Brussel Sprout and Chestnut Salad
Brussel sprouts add fiber and vitamin K to this light and refreshing salad while chestnuts are a great source of potassium.
Feel free to subsitutte the chesnuts for other nuts such as almonds, pistachios or hazelnuts.
- 18 ounces Brussels sprouts
- 2 tablespoons butter
- 7 ounces Chestnuts (cooked and vacuum-packed)
- freshly ground peppers
- 1 shallot
- 4 tablespoons Apple juice
- 1 tablespoon lemon juice
- 2 tablespoons White vinegar
- 1 tablespoon liquid honey
- 1 tablespoon grainy Mustard
- 2 tablespoons Pumpkin seed oil
Brush the Brussel sprouts, rinse, cut crosswise and cook until al dente 8-10 minutes in boiling salted water. Strain and allow to drain.

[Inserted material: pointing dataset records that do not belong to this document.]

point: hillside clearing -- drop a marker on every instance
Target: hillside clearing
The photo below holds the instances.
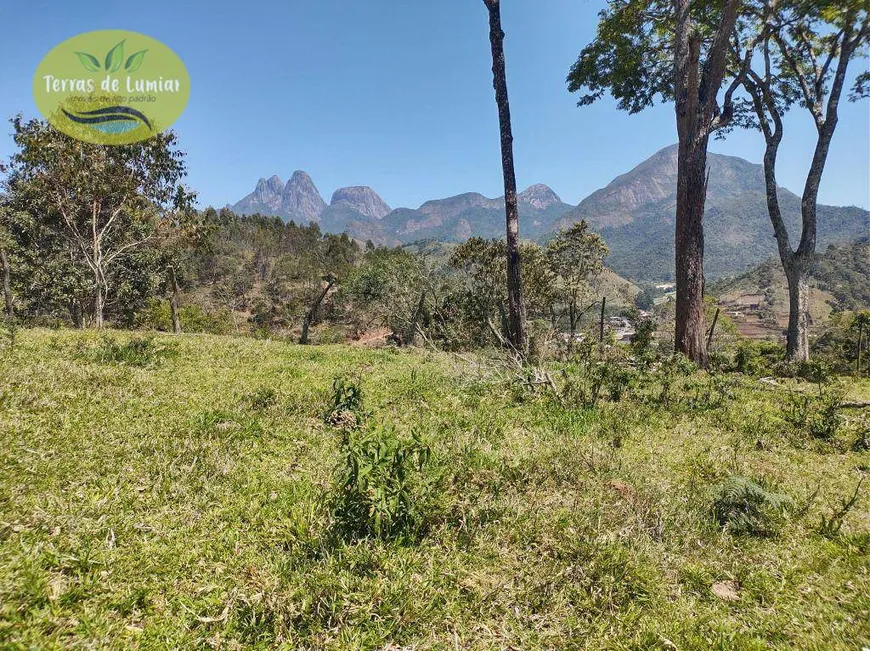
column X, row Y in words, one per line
column 175, row 495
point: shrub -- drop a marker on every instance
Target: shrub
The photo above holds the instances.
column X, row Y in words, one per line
column 345, row 408
column 381, row 490
column 156, row 316
column 138, row 351
column 744, row 507
column 757, row 358
column 815, row 415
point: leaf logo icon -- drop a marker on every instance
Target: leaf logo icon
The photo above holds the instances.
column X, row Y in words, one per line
column 115, row 57
column 89, row 61
column 135, row 61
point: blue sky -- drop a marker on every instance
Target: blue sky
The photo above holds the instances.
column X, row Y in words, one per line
column 396, row 94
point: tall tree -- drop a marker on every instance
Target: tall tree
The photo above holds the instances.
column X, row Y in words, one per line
column 516, row 308
column 804, row 48
column 106, row 201
column 676, row 49
column 576, row 257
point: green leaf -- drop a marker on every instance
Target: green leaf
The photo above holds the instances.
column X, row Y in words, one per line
column 115, row 57
column 89, row 61
column 135, row 61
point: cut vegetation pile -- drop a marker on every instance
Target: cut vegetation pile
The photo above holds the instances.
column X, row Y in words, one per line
column 206, row 491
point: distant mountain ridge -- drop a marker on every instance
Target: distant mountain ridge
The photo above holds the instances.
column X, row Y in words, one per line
column 634, row 213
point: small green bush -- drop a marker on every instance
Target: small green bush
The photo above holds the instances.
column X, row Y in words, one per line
column 743, row 507
column 381, row 486
column 757, row 358
column 156, row 316
column 345, row 408
column 138, row 351
column 815, row 415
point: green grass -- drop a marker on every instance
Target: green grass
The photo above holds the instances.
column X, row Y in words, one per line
column 176, row 494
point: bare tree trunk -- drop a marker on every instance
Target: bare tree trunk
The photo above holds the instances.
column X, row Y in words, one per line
column 99, row 305
column 411, row 334
column 173, row 301
column 797, row 341
column 601, row 321
column 312, row 312
column 696, row 88
column 516, row 309
column 860, row 343
column 690, row 326
column 7, row 286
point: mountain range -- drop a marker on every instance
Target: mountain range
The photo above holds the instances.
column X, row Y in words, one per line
column 634, row 213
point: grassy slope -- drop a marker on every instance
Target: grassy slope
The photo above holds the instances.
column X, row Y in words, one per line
column 158, row 507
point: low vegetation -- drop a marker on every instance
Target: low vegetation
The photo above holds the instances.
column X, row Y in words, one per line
column 211, row 491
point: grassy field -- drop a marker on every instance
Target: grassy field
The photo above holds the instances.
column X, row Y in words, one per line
column 181, row 493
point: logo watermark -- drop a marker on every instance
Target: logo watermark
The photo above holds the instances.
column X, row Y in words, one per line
column 111, row 87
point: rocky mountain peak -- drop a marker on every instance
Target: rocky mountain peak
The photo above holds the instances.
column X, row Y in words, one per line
column 539, row 196
column 362, row 199
column 300, row 199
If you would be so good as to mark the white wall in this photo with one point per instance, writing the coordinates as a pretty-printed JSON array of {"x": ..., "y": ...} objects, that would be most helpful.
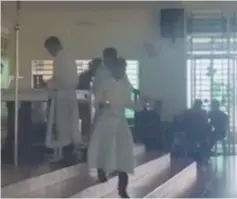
[{"x": 162, "y": 77}]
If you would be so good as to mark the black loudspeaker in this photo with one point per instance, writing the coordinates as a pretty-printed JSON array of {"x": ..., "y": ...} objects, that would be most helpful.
[{"x": 172, "y": 23}]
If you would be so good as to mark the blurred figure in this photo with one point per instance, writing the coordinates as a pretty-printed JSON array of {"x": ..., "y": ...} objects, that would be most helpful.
[
  {"x": 219, "y": 122},
  {"x": 111, "y": 143},
  {"x": 64, "y": 107},
  {"x": 85, "y": 79},
  {"x": 197, "y": 131}
]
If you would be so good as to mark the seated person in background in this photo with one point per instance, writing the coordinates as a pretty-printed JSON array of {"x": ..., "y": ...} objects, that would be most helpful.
[
  {"x": 148, "y": 126},
  {"x": 218, "y": 121},
  {"x": 39, "y": 114},
  {"x": 85, "y": 79},
  {"x": 197, "y": 129}
]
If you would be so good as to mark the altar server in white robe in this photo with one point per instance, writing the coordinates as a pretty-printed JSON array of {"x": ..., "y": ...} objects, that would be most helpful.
[
  {"x": 64, "y": 106},
  {"x": 111, "y": 144}
]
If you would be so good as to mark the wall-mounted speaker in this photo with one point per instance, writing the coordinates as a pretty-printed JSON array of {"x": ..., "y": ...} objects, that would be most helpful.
[{"x": 172, "y": 23}]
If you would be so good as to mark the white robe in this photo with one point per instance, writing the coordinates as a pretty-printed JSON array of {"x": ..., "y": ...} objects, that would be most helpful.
[
  {"x": 111, "y": 144},
  {"x": 64, "y": 103}
]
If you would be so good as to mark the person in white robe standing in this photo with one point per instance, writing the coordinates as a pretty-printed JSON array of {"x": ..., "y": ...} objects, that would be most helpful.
[
  {"x": 111, "y": 144},
  {"x": 64, "y": 114}
]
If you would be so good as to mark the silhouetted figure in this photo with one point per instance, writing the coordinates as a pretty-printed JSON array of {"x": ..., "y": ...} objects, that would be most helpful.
[
  {"x": 197, "y": 130},
  {"x": 85, "y": 79},
  {"x": 219, "y": 123}
]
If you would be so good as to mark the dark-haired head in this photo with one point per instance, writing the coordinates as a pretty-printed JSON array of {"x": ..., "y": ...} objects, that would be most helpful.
[
  {"x": 215, "y": 104},
  {"x": 110, "y": 56},
  {"x": 53, "y": 45},
  {"x": 94, "y": 64},
  {"x": 198, "y": 103}
]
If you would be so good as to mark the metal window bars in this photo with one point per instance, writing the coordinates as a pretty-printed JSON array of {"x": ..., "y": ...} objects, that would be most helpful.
[{"x": 212, "y": 64}]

Put the butter in a hot frying pan and cook the Brussel sprouts with chestnuts about 5 minutes on low heat. Season with salt and pepper.
Peel the shallot and finely chop. For dressing, whisk together the apple juice, lemon juice, vinegar, honey, mustard and oil. Stir in the shallot and season with salt and pepper.
Toss the Brussel sprouts and chestnuts with the dressing and serve garnished with pumpkin seeds. Serve with brown bread.